バレンタイン監督の知られざる一面

激賞されるバレンタイン監督敵の多さも個性と才能の証?

2005.12.01 THU

31年ぶりの日本一に続き、千葉ロッテを初代アジアチャンピオンにまで導いた将への称賛はなかなかやみそうにない。確かに強烈なリーダーシップを発揮し、チーム、球団を改革した手腕は鮮やかなものだった。

ラテン系の明るさも持つバレンタインは、カメラの前ではスマイルを絶やさないが、相当な自信家にして激情家でもある。レンジャース監督時代の90年には1シーズン18度というMLBの退場記録も樹立。日本球界へ復帰した昨年も、オリックスの伊原監督(当時)と試合中に激しく罵り合ったり、今季の開幕前にも楽天の元GMマーティー・キーナートと舌戦を展開した。通訳なしのインタビューを得意とするスポーツライターの服部健太郎氏もそんなバレンタインの“素”を垣間見た一人。

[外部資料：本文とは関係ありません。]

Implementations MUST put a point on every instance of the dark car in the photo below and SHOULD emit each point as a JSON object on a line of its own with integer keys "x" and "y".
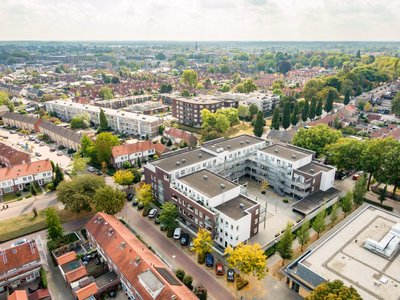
{"x": 185, "y": 239}
{"x": 230, "y": 275}
{"x": 219, "y": 269}
{"x": 157, "y": 219}
{"x": 209, "y": 260}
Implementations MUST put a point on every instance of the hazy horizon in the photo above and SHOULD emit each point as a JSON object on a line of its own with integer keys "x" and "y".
{"x": 200, "y": 20}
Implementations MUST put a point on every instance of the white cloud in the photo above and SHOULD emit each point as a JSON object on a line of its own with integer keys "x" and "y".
{"x": 199, "y": 20}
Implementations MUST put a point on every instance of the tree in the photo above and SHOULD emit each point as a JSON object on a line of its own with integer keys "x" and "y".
{"x": 347, "y": 202}
{"x": 123, "y": 177}
{"x": 319, "y": 223}
{"x": 316, "y": 138}
{"x": 59, "y": 176}
{"x": 109, "y": 200}
{"x": 78, "y": 164}
{"x": 202, "y": 244}
{"x": 186, "y": 93}
{"x": 305, "y": 111}
{"x": 347, "y": 98}
{"x": 334, "y": 290}
{"x": 103, "y": 121}
{"x": 275, "y": 119}
{"x": 313, "y": 108}
{"x": 303, "y": 234}
{"x": 103, "y": 146}
{"x": 318, "y": 111}
{"x": 382, "y": 194}
{"x": 249, "y": 259}
{"x": 286, "y": 115}
{"x": 253, "y": 109}
{"x": 77, "y": 194}
{"x": 190, "y": 78}
{"x": 334, "y": 213}
{"x": 284, "y": 247}
{"x": 294, "y": 119}
{"x": 54, "y": 228}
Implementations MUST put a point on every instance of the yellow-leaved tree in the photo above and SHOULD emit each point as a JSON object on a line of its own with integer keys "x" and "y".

「昨年の開幕前にインタビューした時、日ハムの新監督となったヒルマンについて聞こうとすると、明らかに『一緒にするな』という反応を返してきた。ストレートにプライドの高さを感じましたね」

確固たる自信、強烈な個性は、時に軋轢も生む。95年の初来日時には、シーズン終盤に当時のGMでバレンタインを日本球界へ導いた広岡達朗氏との確執が表面化。チームを10年ぶりのAクラス(2位)へ押し上げながら1年で日本を去る結果となった。噂された一部コーチ、選手からの反発も含め、さしずめ改革に際しての「抵抗勢力」との戦いを思わせるが、信念を曲げてその前に屈することはなかった。

また、「いいと思ったもの」は何でも取り入れるのもボビー流。10年前の監督就任時、真っ先にユニホームを変えたのもその1つ。メインカラーだったピンクを「戦う男の色じゃない」と、ピンストライプを基調にした現在のものへ変更。今季はそこへ燃えるイメージの赤を加えた。それらすべては「チームを強くしたい」一心。そのためには周囲との衝突も恐れない。これまでの結果を見れば“敵”の多さもまた、その能力ゆえと言えそうだ。